学校特集
森村学園中等部・高等部2019
掲載日:2019年11月16日(土)
1910年に開校。創立時からグローバル人財の育成を掲げ、その教育目標は100年を超えて受け継がれています。そして今、同校が推進する「未来志向型教育」は、「外国語(英語)教育」「PBL(課題解決)型授業」「ICT環境」の3要素で成り立つ独自の教育システムですが、これらすべての基盤になる学びが2012年に導入した「言語技術(ランゲージ・アーツ)教育」です。予測不能な時代をたくましく生き抜くために、自国社会はもとより国際社会に貢献する人財を育む「未来志向型教育」について、校長の江川昭夫先生に伺いました。
「未来志向型教育」をエネルギッシュに推進
AIやロボットが仕事場では多くの事務処理を担い、家庭ではさまざまな家事をこなしてくれる。そのように加速度的に変化する時代のなか、AIやロボットにはできない、人間だからこそできることが模索されています。

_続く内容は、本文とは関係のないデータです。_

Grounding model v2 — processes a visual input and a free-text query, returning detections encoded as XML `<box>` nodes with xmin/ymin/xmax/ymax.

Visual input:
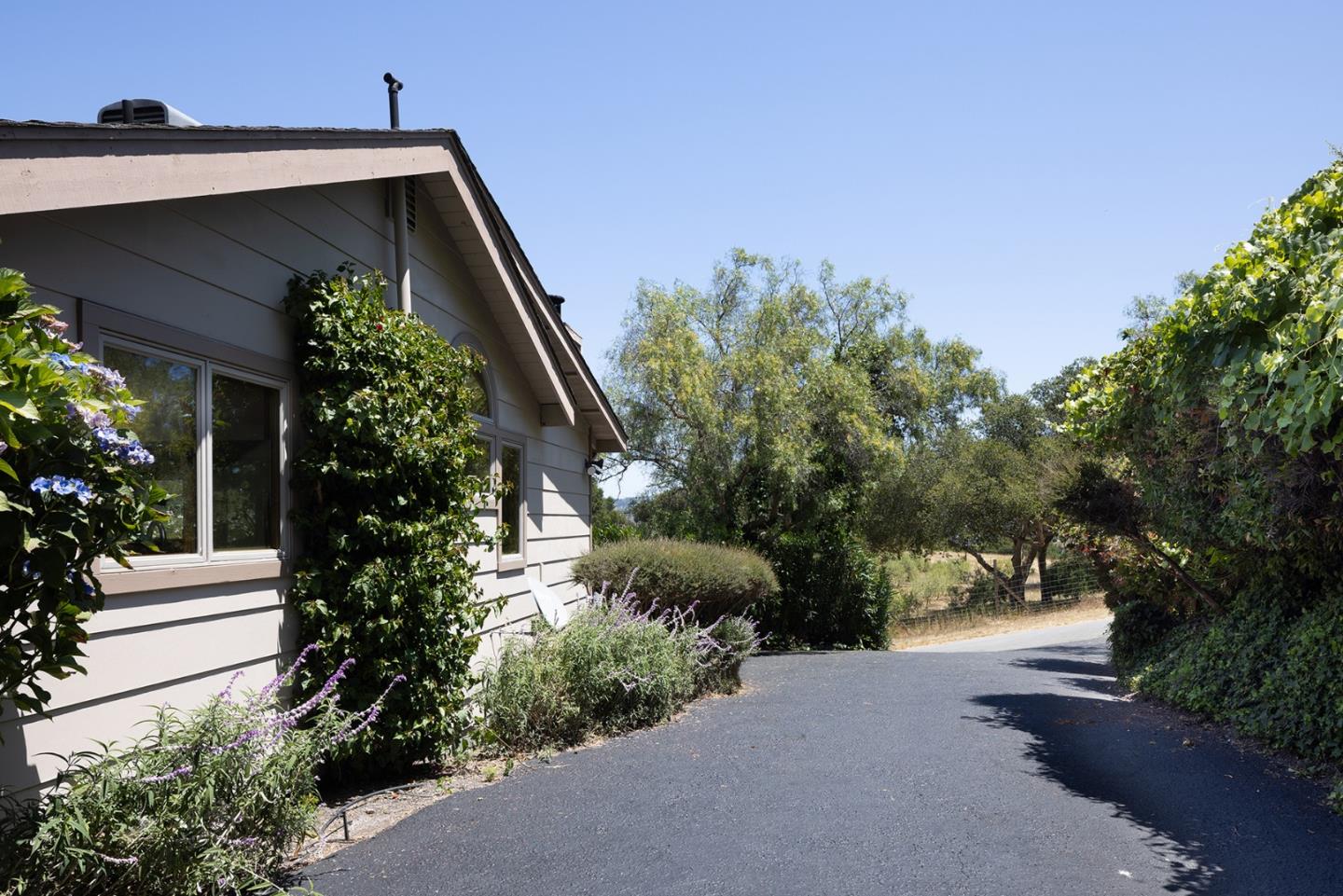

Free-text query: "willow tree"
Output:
<box><xmin>608</xmin><ymin>250</ymin><xmax>996</xmax><ymax>644</ymax></box>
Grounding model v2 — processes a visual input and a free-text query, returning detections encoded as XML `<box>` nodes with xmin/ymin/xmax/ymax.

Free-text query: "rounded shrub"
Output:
<box><xmin>752</xmin><ymin>531</ymin><xmax>894</xmax><ymax>650</ymax></box>
<box><xmin>1109</xmin><ymin>600</ymin><xmax>1179</xmax><ymax>673</ymax></box>
<box><xmin>574</xmin><ymin>539</ymin><xmax>779</xmax><ymax>621</ymax></box>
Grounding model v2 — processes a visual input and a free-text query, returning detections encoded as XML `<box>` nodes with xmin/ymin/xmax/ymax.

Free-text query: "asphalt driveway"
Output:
<box><xmin>309</xmin><ymin>633</ymin><xmax>1343</xmax><ymax>896</ymax></box>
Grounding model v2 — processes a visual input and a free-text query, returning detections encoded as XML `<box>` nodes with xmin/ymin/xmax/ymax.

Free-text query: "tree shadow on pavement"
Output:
<box><xmin>974</xmin><ymin>647</ymin><xmax>1343</xmax><ymax>896</ymax></box>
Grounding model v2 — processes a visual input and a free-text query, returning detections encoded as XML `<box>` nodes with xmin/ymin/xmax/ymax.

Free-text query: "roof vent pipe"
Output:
<box><xmin>382</xmin><ymin>71</ymin><xmax>411</xmax><ymax>314</ymax></box>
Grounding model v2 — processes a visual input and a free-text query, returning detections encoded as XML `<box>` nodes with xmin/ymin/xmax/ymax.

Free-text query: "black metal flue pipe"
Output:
<box><xmin>382</xmin><ymin>71</ymin><xmax>406</xmax><ymax>131</ymax></box>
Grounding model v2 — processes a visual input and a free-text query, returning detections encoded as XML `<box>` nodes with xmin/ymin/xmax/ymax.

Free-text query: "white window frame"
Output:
<box><xmin>452</xmin><ymin>333</ymin><xmax>528</xmax><ymax>572</ymax></box>
<box><xmin>86</xmin><ymin>322</ymin><xmax>293</xmax><ymax>583</ymax></box>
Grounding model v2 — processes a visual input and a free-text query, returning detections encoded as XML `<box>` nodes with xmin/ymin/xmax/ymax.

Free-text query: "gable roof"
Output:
<box><xmin>0</xmin><ymin>121</ymin><xmax>626</xmax><ymax>451</ymax></box>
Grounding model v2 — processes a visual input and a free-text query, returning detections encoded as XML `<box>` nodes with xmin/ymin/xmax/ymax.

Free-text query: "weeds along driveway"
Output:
<box><xmin>297</xmin><ymin>640</ymin><xmax>1343</xmax><ymax>896</ymax></box>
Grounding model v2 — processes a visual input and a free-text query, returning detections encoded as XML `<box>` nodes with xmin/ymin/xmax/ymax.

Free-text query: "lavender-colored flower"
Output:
<box><xmin>140</xmin><ymin>765</ymin><xmax>192</xmax><ymax>784</ymax></box>
<box><xmin>37</xmin><ymin>314</ymin><xmax>70</xmax><ymax>338</ymax></box>
<box><xmin>112</xmin><ymin>402</ymin><xmax>145</xmax><ymax>420</ymax></box>
<box><xmin>98</xmin><ymin>853</ymin><xmax>140</xmax><ymax>865</ymax></box>
<box><xmin>254</xmin><ymin>643</ymin><xmax>317</xmax><ymax>703</ymax></box>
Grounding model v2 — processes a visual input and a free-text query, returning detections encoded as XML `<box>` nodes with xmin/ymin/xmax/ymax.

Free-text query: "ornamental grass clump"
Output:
<box><xmin>574</xmin><ymin>539</ymin><xmax>779</xmax><ymax>619</ymax></box>
<box><xmin>0</xmin><ymin>645</ymin><xmax>402</xmax><ymax>896</ymax></box>
<box><xmin>481</xmin><ymin>577</ymin><xmax>759</xmax><ymax>752</ymax></box>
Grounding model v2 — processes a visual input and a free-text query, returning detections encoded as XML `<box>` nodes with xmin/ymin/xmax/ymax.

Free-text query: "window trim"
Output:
<box><xmin>495</xmin><ymin>431</ymin><xmax>528</xmax><ymax>572</ymax></box>
<box><xmin>452</xmin><ymin>330</ymin><xmax>529</xmax><ymax>575</ymax></box>
<box><xmin>452</xmin><ymin>330</ymin><xmax>500</xmax><ymax>424</ymax></box>
<box><xmin>80</xmin><ymin>299</ymin><xmax>297</xmax><ymax>583</ymax></box>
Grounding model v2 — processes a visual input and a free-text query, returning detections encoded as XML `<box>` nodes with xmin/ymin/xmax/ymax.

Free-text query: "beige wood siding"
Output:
<box><xmin>0</xmin><ymin>183</ymin><xmax>589</xmax><ymax>790</ymax></box>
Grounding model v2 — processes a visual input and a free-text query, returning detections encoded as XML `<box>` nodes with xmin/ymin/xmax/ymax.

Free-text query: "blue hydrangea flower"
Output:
<box><xmin>92</xmin><ymin>426</ymin><xmax>155</xmax><ymax>466</ymax></box>
<box><xmin>66</xmin><ymin>402</ymin><xmax>112</xmax><ymax>430</ymax></box>
<box><xmin>88</xmin><ymin>364</ymin><xmax>126</xmax><ymax>388</ymax></box>
<box><xmin>28</xmin><ymin>476</ymin><xmax>92</xmax><ymax>503</ymax></box>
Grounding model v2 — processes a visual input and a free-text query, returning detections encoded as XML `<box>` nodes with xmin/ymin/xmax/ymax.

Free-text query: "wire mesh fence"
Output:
<box><xmin>891</xmin><ymin>556</ymin><xmax>1102</xmax><ymax>638</ymax></box>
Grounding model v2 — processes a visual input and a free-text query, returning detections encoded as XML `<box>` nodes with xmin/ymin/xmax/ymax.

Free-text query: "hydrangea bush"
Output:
<box><xmin>0</xmin><ymin>269</ymin><xmax>167</xmax><ymax>712</ymax></box>
<box><xmin>0</xmin><ymin>645</ymin><xmax>404</xmax><ymax>896</ymax></box>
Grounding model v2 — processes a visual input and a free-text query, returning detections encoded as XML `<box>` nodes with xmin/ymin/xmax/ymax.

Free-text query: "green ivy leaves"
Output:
<box><xmin>286</xmin><ymin>266</ymin><xmax>491</xmax><ymax>772</ymax></box>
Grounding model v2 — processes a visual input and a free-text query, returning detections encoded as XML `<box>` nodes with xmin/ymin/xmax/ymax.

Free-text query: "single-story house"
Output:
<box><xmin>0</xmin><ymin>108</ymin><xmax>625</xmax><ymax>792</ymax></box>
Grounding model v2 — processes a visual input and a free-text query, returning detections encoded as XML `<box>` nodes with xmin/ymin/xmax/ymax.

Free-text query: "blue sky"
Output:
<box><xmin>10</xmin><ymin>0</ymin><xmax>1343</xmax><ymax>494</ymax></box>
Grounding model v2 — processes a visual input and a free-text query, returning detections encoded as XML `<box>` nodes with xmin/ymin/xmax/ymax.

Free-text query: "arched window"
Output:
<box><xmin>452</xmin><ymin>333</ymin><xmax>526</xmax><ymax>572</ymax></box>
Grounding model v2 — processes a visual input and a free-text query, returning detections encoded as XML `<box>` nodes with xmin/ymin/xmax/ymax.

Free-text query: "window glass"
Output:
<box><xmin>210</xmin><ymin>374</ymin><xmax>280</xmax><ymax>551</ymax></box>
<box><xmin>466</xmin><ymin>438</ymin><xmax>492</xmax><ymax>494</ymax></box>
<box><xmin>104</xmin><ymin>345</ymin><xmax>201</xmax><ymax>554</ymax></box>
<box><xmin>466</xmin><ymin>371</ymin><xmax>491</xmax><ymax>418</ymax></box>
<box><xmin>500</xmin><ymin>443</ymin><xmax>522</xmax><ymax>554</ymax></box>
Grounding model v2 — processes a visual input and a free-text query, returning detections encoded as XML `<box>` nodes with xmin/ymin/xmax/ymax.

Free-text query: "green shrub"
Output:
<box><xmin>1109</xmin><ymin>600</ymin><xmax>1179</xmax><ymax>674</ymax></box>
<box><xmin>1135</xmin><ymin>592</ymin><xmax>1343</xmax><ymax>763</ymax></box>
<box><xmin>0</xmin><ymin>647</ymin><xmax>397</xmax><ymax>896</ymax></box>
<box><xmin>287</xmin><ymin>268</ymin><xmax>489</xmax><ymax>774</ymax></box>
<box><xmin>574</xmin><ymin>539</ymin><xmax>779</xmax><ymax>619</ymax></box>
<box><xmin>752</xmin><ymin>530</ymin><xmax>893</xmax><ymax>650</ymax></box>
<box><xmin>0</xmin><ymin>269</ymin><xmax>167</xmax><ymax>712</ymax></box>
<box><xmin>479</xmin><ymin>598</ymin><xmax>756</xmax><ymax>752</ymax></box>
<box><xmin>885</xmin><ymin>554</ymin><xmax>975</xmax><ymax>616</ymax></box>
<box><xmin>696</xmin><ymin>616</ymin><xmax>760</xmax><ymax>693</ymax></box>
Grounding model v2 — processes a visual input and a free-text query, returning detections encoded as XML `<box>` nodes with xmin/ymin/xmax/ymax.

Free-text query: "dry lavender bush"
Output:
<box><xmin>0</xmin><ymin>645</ymin><xmax>402</xmax><ymax>896</ymax></box>
<box><xmin>479</xmin><ymin>585</ymin><xmax>759</xmax><ymax>752</ymax></box>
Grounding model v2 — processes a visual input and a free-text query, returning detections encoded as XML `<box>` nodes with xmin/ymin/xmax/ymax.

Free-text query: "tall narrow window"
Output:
<box><xmin>210</xmin><ymin>374</ymin><xmax>280</xmax><ymax>551</ymax></box>
<box><xmin>104</xmin><ymin>345</ymin><xmax>202</xmax><ymax>554</ymax></box>
<box><xmin>500</xmin><ymin>442</ymin><xmax>524</xmax><ymax>556</ymax></box>
<box><xmin>466</xmin><ymin>371</ymin><xmax>491</xmax><ymax>420</ymax></box>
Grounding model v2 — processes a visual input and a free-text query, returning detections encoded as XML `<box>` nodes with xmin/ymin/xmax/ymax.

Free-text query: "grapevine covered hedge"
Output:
<box><xmin>0</xmin><ymin>269</ymin><xmax>167</xmax><ymax>712</ymax></box>
<box><xmin>1069</xmin><ymin>161</ymin><xmax>1343</xmax><ymax>594</ymax></box>
<box><xmin>287</xmin><ymin>266</ymin><xmax>499</xmax><ymax>774</ymax></box>
<box><xmin>1068</xmin><ymin>159</ymin><xmax>1343</xmax><ymax>804</ymax></box>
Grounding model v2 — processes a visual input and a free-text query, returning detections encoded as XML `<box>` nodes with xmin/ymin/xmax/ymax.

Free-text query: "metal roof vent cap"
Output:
<box><xmin>98</xmin><ymin>100</ymin><xmax>201</xmax><ymax>128</ymax></box>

グローバル化、ボーダーレス化、さらにはAI化が進むなか、私たちはどのような力を身につけなくてはならないのか。また、どのように人と関わって協働していくのか。そのことを追求し続け、自ら前進していくことができる人を育てるため、同校では「未来志向型教育」を展開しています。
江川校長:「思考力や判断力、表現力はもちろんですが、直感やセンス、コミュニケーション、発想、身体性などをも磨くことが『未来志向型教育』の目的です」
TOTOやノリタケなど、日本のセラミック産業の創始者であり、同校の創立者である森村市左衛門が自らの礎としていた「独立自営」を建学の精神とし、「正直・親切・勤勉」を行動指針とする同校。教科学習や多彩な体験学習、そして諸活動を大切にしながら、「社会を変革することに貢献できる人間の育成」を目指します。
そして、江川校長が考える「グローバル人財に必要な資質」は、以下の3つです。
❶どんな状況でも「自分で考えて課題を解決できる力」
❷世界共通言語である「英語力」
❸どんな場所でも眠れて、好き嫌いなく何でも食べられる「たくましさ」
❶と❷はよく目にすることですが、❸には大きくうなずきつつも、あまり明文化されているものは見かけません。そこに込めた、江川校長の思いを尋ねました。
江川校長:「これは、私自身の経験が元になっています。教員になりたての頃、旅行代理店が主催するアメリカ研修旅行に北は北海道、南は沖縄まで全国から応募してきた高校生28人を、私が引率したことがあったのです」
現在のように、各学校が独自に海外研修を実施するようになったのは約30年前。それ以前は旅行代理店が全国から参加希望者を募り、参加者が通ういずれかの学校の先生が代表して引率するケースが珍しくなかったのだそうです。しかも、日本を発つまではスタッフの方がいても、飛行機に乗り込んでからは、先生が一人で添乗員の役目も果たしたのだとか。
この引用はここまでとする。